Rheumatoid arthritis: basic mechanisms in joints

Rheumatoid arthritis (RA) is a destructive polyarthritis which mostly starts in the small joints of the hands and feet. In the course of the disease, more proximal joints also become involved. The progressive destruction of joint structures is mediated by the chronically inflamed, hyperplasic synovial tissue, which attaches to and degrades the adjacent joint cartilage.

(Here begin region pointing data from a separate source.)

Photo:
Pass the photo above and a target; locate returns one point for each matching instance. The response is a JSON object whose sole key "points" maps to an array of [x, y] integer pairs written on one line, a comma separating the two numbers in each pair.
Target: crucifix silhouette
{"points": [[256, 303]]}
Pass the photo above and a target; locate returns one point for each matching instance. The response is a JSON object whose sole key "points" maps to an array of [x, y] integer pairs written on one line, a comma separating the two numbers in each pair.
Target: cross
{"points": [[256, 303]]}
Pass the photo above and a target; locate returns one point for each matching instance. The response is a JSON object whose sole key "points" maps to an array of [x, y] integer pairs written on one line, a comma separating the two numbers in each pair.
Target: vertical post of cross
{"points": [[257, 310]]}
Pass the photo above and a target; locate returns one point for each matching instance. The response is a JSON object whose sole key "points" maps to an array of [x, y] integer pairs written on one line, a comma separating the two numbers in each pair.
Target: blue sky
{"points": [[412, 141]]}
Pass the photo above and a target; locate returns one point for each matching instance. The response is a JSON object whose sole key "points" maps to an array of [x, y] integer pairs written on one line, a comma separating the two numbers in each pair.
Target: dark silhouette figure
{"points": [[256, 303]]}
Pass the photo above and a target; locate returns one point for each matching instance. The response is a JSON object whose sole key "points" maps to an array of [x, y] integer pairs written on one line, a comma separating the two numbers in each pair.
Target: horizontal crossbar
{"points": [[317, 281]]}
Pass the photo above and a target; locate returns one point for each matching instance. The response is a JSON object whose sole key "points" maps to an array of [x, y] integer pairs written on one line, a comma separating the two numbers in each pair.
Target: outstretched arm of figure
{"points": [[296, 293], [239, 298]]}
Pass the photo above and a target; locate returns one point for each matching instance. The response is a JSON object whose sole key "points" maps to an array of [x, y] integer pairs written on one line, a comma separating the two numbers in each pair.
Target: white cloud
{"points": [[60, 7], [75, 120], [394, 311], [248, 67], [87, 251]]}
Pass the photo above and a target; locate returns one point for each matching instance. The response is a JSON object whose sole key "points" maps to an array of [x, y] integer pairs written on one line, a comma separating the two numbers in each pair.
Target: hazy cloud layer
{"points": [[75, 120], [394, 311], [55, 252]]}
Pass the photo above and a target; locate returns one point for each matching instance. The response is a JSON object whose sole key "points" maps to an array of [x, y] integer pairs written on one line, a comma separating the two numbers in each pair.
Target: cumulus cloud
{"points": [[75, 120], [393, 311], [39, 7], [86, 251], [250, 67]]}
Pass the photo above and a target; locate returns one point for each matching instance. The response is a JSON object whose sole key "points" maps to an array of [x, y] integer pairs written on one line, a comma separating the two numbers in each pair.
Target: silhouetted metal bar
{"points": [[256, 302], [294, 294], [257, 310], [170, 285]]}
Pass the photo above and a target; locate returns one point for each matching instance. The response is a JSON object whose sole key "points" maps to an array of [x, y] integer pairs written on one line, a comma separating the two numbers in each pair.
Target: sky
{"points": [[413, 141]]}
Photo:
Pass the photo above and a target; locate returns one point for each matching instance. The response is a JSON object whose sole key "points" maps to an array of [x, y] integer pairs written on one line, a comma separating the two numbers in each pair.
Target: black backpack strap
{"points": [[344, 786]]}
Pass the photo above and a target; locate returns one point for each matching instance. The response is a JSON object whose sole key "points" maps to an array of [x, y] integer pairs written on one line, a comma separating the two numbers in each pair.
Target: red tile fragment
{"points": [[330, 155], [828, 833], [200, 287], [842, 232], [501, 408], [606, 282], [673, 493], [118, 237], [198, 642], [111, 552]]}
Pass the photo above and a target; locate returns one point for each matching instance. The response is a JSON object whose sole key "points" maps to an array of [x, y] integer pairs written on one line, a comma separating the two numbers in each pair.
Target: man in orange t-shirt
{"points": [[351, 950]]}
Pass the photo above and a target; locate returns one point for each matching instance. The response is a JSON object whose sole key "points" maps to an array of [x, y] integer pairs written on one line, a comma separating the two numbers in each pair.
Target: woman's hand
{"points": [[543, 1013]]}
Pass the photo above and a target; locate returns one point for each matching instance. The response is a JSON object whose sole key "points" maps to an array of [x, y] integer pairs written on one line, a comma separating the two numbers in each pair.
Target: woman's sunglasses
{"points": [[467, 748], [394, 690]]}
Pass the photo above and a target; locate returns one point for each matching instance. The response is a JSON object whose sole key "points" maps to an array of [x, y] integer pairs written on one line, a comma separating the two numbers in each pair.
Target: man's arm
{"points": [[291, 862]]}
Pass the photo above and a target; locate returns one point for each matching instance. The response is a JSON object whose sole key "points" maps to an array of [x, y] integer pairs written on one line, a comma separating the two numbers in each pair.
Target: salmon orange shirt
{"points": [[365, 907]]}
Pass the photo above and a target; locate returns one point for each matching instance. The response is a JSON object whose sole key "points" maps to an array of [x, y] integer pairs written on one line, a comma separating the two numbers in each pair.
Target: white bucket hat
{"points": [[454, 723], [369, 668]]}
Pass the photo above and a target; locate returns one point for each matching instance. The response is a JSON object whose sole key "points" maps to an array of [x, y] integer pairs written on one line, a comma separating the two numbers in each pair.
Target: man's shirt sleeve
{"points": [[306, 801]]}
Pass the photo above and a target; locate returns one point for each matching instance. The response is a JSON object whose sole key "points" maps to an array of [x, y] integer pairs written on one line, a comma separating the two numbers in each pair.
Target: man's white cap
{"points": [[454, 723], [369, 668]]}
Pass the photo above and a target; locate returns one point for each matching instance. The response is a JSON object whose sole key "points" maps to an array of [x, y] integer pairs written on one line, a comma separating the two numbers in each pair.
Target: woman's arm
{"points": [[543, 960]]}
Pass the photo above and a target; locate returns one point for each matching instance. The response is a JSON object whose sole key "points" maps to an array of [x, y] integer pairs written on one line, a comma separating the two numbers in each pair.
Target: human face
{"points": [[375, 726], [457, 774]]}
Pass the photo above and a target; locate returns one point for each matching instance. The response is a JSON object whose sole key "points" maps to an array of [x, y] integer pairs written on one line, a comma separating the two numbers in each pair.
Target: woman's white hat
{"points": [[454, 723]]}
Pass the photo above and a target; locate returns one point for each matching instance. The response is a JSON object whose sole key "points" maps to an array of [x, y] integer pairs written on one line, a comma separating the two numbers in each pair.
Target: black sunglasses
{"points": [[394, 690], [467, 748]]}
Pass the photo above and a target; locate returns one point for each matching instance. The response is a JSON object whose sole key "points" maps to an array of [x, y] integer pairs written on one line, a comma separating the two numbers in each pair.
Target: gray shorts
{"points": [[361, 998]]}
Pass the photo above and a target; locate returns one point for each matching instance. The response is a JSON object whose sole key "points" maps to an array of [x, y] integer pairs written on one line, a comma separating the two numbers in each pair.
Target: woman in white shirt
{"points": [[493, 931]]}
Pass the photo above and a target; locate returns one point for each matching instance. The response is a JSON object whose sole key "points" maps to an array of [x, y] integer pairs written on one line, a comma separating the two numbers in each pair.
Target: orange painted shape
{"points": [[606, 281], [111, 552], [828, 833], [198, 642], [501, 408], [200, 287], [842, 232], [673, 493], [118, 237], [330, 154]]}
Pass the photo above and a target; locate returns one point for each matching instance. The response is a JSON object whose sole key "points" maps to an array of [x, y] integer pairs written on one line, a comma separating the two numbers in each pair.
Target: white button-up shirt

Typical changes of the RA synovium are increased cellularity in the synovial lining and sublining layer, including vascularization, giant cell formation, and immigration of immune cells. The inflammatory cell infiltrate comprises macrophages, monocytes, dendritic cells, T cells, B cells, plasma cells, innate lymphoid cells, and mast cells. These cells together with resident stromal cells (synovial fibroblasts) form a complex network and maintain inflammatory and destructive processes via the secretion of various cytokines and chemokines. Intracellularly, cytokine-activated receptor signalling is mediated via protein kinase-dependent signalling pathways, such as mitogen-activated protein kinases and Janus kinase, which leads to the activation of transcription factors and thus changes in the transcriptional programme. Gene transcription is additionally modified by epigenetic mechanisms and post-transcriptionally by microRNA.